Mysql – Anyway to optimize complex view

MySQLview

In the system,
Files can belong to either products, clearances, business_lines or titles.
Clearances are records that represent a combination of a title and a product.
Products are collections of titles (through clearances) and have a business_line_id

The file_associations view is created to retrieve the correct files for a given business_line, title, product, or clearance so it provides a line for each possible combination of file_id with clearance_id, title_id, product_id and business_line_id.

The problem is that when we add a large amount of data to the database, any query that involves the file_associations view takes 180 seconds to execute.
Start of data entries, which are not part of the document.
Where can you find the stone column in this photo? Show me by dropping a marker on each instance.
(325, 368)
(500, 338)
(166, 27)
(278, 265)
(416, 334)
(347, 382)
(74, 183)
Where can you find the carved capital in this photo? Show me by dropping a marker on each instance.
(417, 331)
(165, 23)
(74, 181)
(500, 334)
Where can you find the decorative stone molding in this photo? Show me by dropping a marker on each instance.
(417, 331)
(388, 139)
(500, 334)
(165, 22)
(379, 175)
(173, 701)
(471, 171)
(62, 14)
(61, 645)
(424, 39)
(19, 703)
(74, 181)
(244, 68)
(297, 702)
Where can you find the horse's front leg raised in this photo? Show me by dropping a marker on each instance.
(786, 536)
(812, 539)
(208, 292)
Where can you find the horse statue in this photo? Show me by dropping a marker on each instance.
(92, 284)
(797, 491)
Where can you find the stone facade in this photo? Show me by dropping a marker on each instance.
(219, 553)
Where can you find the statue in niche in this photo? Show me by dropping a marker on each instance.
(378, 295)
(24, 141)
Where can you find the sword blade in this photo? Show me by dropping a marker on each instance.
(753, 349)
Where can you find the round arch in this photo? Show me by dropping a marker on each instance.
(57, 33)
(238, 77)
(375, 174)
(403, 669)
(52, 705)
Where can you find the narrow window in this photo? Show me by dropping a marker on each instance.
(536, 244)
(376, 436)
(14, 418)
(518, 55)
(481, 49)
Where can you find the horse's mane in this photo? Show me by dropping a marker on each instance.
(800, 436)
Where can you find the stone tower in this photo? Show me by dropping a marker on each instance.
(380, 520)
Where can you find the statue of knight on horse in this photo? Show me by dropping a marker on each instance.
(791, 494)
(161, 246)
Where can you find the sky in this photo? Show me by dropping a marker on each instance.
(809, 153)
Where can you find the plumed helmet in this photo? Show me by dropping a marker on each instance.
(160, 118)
I don't really have any idea how to make it more efficient

    CREATE VIEW `file_associations` AS 
   select 'clearance_file' AS `association`,
   `clearance_file`.`file_id` AS `file_id`,
   `clearances`.`id` AS `clearance_id`,`titles`.`id` AS `title_id`,
   `products`.`id` AS `product_id`,
   `products`.`business_line_id` AS `business_line_id`,
   `clearance_file`.`deleted_at` AS `deleted_at` 
   from (
       ((`clearance_file`
       join `clearances` on((`clearances`.`id` = `clearance_file`.`clearance_id`))) 
       join `titles` on((`titles`.`id` = `clearances`.`title_id`))) 
       join `products` on((`products`.`id` = `clearances`.`product_id`))
   ) 
   union select 'file_title' AS `association`,
   `file_title`.`file_id` AS `file_id`,
   `clearances`.`id` AS `clearance_id`,
   `titles`.`id` AS `title_id`,
   `products`.`id` AS `product_id`,
   `products`.`business_line_id` AS `business_line_id`,
   `file_title`.`deleted_at` AS `deleted_at` 
   from ((((`file_title` 
       join `titles` on((`titles`.`id` = `file_title`.`title_id`))) 
       left join `business_line_file` on((`business_line_file`.`file_id` = `file_title`.`id`))) 
       left join `clearances` on((`clearances`.`title_id` = `titles`.`id`))) 
       left join `products` on(((`products`.`id` = `clearances`.`product_id`) and (`products`.`business_line_id` = `business_line_file`.`business_line_id`)))) 
   union select 'file_product' AS `association`,
   `file_product`.`file_id` AS `file_id`,
   `clearances`.`id` AS `clearance_id`,
   `titles`.`id` AS `title_id`,
   `products`.`id` AS `product_id`,
   `products`.`business_line_id` AS `business_line_id`,
   `file_product`.`deleted_at` AS `deleted_at` 
   from (((`file_product` 
       join `products` on((`products`.`id` = `file_product`.`product_id`))) 
       join `clearances` on((`clearances`.`product_id` = `products`.`id`))) 
       join `titles` on((`titles`.`id` = `clearances`.`title_id`)))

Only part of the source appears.